And the cash-strapped government in Madrid is now looking to collect some tax arrears, estimated at four billion euros shared between the 40 clubs of the top two divisions in Spain.

Real have a reputation to protect: they spent 93 million euros to secure the services of Portuguese player Christiano Ronaldo back in 2009. Once you get started on this sort of spending, anything less than a new record investment is going to look dodgy. And think how the new man's team-mates must feel, struggling to get by on a couple of million a year, with derisory price tags like 10 million euros. Can you imagine what the wives are like?

Real Madrid do, indeed, score goals and win football matches. They make a lot of money . . . 513 million euros for the season 2011-2012. But the transfer market seems to have gone a little haywire. The teams in the five biggest European leagues . . . England, Italy, France, Spain and Germany . . . have just spent a total of two billion euros buying players from one another. In the old days, in 1995, 5,735 transfers were agreed for a total price of 400,000 euros, roughly the current value of Garreth Bale's left little toe.

Big names bring in fans, sponsors, advertisers and goals. But they also make it increasingly difficult for the smaller clubs to compete, in any sense.

Once the gap has grown so wide that either Real Madrid or Barcelona, Paris St Germain or AC Monaco, always win their respective national leagues, will anybody still care?

Le Monde also looks at the challenges facing Mali's new president, Ibrahim Boubacar Keita, elected last month by a huge margin. IBK has two decades of political experience, he is broadly popular, untouched by scandal. He has the support of the military establishment and the High Islamic Council. He is well thought of in France.
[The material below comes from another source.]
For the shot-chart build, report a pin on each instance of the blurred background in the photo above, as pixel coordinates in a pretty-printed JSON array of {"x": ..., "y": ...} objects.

Now, he just has to sort out a few details with the separatist tuaregs in the north, banish the islamic militants who claim to want a sharia state, re-unite the country and sort out endemic corruption. Keita's tribal nickname is "the man who has only one word," suggesting that he is honest, straightforward, says what he means, means what he says. In another sense, if he has only one word, he might consider "energy" or "miracle" or "help!"

Otherwise, the front pages are dominated by Syria and the G20 meeting, the two stories converging as different ways of dealing with Bashar al Assad look set to dominate the agenda at the St Petersburg summit of the world's leading economies.

Libération has the French and American presidents on its front cover, with a headline reading "United against everyone else".

Communist L'Humanité, which seems broadly to support the pro-negotiation aspect of Russian President Vladimir Putin's position, continues to call for peace talks rather than punitive strikes. The communist paper accuses the French Prime Minister of being "deaf to all warnings," of unreasonably reducing the options to either military reprisals or nothing at all, when, in fact, peace talks offer the only real way out of the crisis.

Catholic La Croix says the Group of 20 debate on Syria will weaken both the G20 and the United Nations, since the economic summit will try to make progress where the Security Council has failed, but will probably fail itself.

Right-wing Le Figaro is even less optimistic, suggesting that we are on the brink of a new cold war, with relations between America and Russia, already chilled by the Snowden affair and certain human rights questions, now likely to settle into hard silence over the appropriate way to punish a man who decides to gas his own people.